Everyone’s heard of “lemon laws” – laws created to protect consumers from bad or defective new vehicles. But how do they work? Are they for used cars or just new cars? How do I make a lemon law claim? Here’s what you need to know:
Note: I am not a legal professional. This information is based on my personal experience and is not in any way a substitute for professional legal advice.
Lemon Law Basics:
You buy a new car (most states don’t have lemon laws for used cars). The new car has a problem during the period of the factory warranty that can’t be solved (any problem would be considered, provided it detracts from the ownership experience or impacts the value/utility of the car). The “can’t be solved” test varies state to state, but 3 unsuccessful repair attempts is usually enough to get the ball rolling on a lemon law claim. Most of the time, the manufacturer of the new vehicle will invite you to arbitration before the lemon law can take effect.
Getting a Lemon Law claim rolling:
In order to document that your vehicle’s problem can’t be solved, you’ll need your local dealers help. They’ll need to provide you with a repair order that shows they were unable to fix your problem – but the repair order MUST document the problem exists. “Could not duplicate” is not what you need – this is the hardest part of the process – getting the dealer to provide you with the right documentation. But that’s not enough, you must give the same repair facility every reasonable opportunity to fix your car before you have an actionable claim.
My advice would be to speak with your dealer’s service manager – he or she will be able to either help you with your claim or ask your vehicle’s manufacturer for arbitration.
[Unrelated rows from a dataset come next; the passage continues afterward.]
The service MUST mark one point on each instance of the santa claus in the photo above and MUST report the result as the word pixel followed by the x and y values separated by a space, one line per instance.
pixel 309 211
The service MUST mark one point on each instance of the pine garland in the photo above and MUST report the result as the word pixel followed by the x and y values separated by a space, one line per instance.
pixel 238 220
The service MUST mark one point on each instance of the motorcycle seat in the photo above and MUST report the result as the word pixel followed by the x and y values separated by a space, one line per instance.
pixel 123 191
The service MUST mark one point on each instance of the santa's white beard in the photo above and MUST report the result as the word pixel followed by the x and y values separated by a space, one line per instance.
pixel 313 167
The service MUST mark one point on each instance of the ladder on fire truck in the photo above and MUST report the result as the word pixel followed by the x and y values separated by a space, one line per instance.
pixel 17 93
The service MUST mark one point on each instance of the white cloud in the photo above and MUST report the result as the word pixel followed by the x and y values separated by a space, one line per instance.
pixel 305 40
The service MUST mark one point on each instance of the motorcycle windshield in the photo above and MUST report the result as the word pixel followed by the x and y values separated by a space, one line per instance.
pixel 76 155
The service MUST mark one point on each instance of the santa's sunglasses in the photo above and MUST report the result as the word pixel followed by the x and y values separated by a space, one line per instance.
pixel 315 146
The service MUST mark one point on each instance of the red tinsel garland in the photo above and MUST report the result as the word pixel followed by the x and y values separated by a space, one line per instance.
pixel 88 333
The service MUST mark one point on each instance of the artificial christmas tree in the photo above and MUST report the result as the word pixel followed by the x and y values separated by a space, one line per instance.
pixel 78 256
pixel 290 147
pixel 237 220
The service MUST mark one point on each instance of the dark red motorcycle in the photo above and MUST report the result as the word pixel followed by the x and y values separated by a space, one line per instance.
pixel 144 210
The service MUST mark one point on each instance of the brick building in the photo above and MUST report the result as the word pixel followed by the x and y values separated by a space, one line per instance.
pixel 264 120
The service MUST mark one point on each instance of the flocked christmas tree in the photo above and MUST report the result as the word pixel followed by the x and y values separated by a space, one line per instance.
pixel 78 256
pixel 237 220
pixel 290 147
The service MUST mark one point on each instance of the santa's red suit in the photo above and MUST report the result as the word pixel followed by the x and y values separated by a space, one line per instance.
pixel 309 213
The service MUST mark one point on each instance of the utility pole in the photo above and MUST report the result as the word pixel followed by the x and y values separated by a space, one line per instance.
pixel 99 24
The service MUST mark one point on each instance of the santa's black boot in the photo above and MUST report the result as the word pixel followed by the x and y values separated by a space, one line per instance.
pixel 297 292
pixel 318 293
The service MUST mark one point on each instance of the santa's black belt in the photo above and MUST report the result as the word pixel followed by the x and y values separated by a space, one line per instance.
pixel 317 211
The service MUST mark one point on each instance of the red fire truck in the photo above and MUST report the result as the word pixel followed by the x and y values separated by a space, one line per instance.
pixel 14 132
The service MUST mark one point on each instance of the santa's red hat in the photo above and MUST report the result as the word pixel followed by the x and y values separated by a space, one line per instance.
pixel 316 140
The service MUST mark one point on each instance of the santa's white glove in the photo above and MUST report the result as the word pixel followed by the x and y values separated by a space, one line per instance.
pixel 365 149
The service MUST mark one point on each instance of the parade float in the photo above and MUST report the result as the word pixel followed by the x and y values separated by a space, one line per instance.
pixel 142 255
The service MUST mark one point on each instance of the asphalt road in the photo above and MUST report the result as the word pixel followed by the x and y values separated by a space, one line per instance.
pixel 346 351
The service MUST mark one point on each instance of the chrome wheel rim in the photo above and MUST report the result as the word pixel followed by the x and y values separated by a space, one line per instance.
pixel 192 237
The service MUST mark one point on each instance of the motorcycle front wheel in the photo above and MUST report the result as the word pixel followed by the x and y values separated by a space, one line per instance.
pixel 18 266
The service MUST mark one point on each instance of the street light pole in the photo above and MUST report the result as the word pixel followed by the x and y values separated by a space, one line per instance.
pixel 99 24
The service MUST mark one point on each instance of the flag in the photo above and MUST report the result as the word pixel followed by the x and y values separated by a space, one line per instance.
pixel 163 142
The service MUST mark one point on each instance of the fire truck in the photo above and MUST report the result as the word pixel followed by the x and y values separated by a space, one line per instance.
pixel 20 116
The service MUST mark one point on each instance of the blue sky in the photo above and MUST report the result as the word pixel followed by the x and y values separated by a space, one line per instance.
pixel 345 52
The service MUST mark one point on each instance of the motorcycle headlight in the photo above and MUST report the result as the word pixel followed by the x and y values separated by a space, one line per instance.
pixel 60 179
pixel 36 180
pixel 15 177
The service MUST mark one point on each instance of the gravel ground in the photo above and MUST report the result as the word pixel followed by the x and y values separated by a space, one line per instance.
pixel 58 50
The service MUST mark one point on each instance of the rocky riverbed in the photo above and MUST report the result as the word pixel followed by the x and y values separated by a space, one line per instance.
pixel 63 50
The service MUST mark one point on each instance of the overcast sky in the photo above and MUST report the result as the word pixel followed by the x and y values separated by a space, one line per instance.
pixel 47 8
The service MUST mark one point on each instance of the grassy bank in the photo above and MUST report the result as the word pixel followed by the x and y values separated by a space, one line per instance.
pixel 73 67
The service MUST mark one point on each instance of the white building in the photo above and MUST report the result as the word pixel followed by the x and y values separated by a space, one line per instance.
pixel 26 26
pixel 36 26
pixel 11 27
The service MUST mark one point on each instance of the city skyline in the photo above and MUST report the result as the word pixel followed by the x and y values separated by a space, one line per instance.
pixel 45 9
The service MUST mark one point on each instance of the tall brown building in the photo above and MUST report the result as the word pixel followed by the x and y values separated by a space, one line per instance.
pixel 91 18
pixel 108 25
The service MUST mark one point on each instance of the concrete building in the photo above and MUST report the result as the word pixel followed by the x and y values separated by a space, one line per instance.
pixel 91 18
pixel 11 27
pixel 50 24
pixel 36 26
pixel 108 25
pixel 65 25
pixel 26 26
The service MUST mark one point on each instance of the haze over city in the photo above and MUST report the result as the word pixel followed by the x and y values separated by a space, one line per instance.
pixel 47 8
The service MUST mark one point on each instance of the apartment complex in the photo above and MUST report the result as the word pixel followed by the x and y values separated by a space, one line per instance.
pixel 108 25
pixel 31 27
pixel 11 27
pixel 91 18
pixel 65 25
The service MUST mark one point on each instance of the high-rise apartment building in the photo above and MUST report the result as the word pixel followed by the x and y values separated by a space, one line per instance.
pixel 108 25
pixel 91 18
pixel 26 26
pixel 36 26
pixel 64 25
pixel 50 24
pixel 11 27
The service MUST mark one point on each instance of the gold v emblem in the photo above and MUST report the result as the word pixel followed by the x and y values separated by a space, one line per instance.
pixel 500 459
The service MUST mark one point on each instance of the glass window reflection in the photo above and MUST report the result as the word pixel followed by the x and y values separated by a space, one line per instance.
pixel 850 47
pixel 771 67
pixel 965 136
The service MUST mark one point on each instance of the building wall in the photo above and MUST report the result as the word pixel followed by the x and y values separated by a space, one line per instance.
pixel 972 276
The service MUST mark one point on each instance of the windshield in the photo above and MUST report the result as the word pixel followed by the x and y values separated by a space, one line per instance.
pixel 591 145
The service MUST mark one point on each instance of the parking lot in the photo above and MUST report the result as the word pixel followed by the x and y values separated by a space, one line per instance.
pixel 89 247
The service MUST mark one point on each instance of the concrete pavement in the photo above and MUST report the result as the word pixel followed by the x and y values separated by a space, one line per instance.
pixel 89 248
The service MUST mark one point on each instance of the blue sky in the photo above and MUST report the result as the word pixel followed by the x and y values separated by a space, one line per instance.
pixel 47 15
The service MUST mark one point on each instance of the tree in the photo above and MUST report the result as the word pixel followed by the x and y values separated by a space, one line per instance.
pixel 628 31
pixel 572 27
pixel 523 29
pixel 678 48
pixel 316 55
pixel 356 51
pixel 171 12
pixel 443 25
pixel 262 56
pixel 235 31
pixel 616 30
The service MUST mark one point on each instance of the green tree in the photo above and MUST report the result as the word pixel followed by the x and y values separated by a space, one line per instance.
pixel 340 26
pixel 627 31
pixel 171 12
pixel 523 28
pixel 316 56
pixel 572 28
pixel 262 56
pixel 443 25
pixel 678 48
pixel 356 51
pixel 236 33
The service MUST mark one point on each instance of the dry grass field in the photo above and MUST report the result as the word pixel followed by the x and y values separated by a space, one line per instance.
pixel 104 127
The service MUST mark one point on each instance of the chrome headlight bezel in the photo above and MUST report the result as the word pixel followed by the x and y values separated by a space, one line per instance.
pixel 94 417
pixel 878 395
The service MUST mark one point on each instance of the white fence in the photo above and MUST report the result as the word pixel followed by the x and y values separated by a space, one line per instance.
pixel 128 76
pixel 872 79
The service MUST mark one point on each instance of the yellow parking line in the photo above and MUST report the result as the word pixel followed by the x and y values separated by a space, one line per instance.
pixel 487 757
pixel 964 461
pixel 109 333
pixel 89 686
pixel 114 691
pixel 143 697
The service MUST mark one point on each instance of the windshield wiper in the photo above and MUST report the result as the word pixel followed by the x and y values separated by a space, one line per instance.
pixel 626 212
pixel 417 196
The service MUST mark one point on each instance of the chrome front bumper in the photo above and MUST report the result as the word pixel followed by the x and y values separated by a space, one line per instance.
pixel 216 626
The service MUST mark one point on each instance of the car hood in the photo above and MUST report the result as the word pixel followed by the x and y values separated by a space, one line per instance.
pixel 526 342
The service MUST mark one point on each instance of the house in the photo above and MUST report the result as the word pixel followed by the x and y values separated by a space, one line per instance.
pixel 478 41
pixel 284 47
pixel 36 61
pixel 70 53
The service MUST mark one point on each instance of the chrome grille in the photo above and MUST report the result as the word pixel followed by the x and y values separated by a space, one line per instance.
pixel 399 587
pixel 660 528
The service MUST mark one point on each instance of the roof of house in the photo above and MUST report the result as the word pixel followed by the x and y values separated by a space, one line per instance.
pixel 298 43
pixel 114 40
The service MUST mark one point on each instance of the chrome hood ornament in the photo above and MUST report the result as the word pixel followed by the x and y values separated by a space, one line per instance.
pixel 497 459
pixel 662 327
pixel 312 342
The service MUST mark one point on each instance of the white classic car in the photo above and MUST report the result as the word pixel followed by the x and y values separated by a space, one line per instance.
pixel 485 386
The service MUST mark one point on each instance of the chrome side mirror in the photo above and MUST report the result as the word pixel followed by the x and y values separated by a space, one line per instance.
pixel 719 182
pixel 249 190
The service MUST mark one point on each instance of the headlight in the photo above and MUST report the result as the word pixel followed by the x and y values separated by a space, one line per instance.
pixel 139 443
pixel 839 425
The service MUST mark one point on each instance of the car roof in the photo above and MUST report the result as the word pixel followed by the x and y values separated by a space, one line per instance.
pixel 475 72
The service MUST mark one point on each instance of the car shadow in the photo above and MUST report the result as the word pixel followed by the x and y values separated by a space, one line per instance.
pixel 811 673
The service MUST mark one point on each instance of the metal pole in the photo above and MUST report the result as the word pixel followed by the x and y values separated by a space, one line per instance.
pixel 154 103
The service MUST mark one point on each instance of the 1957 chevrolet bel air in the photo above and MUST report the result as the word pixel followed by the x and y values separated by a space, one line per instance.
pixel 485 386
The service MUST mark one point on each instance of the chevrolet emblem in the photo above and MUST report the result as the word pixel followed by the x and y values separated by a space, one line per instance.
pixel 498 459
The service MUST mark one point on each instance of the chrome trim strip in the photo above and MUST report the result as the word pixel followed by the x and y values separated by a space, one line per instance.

A lot of times, manufacturers will want to offer you a free extended warranty in exchange for you officially dropping all lemon law claims. While this might be a good offer, you should carefully consider if this is a “low ball” offer. If the problem with your vehicle is severe enough, the manufacturer would have to buy your car back if the lemon law process were pursued. You don’t want to miss out on a good deal, but if your vehicle’s problem has to do with it’s basic function (say, for instance, the engine is constantly failing), you should expect a new car. My best arbitration advice – talk to all your local dealers, not just the one you’re working with. A service manager at a competing dealership may decide to give you some information just to make his or her competitor’s life a little harder. Same goes for competing dealer’s general managers and sales managers. If you’re nice and you respect their time, competing dealership managers can give you a wealth of information.
Used Car Lemon Laws:
If you purchased a used car with a problem, you’re probably out of luck. While some states have laws regarding buying a used lemon, they’re poorly written and hard to enforce. That is a legal process anyways – you’ll need to hire an attorney to guide you if you bought a used car with a lemon type problem. Not to be negative, but most of the time you’re not going to get anywhere.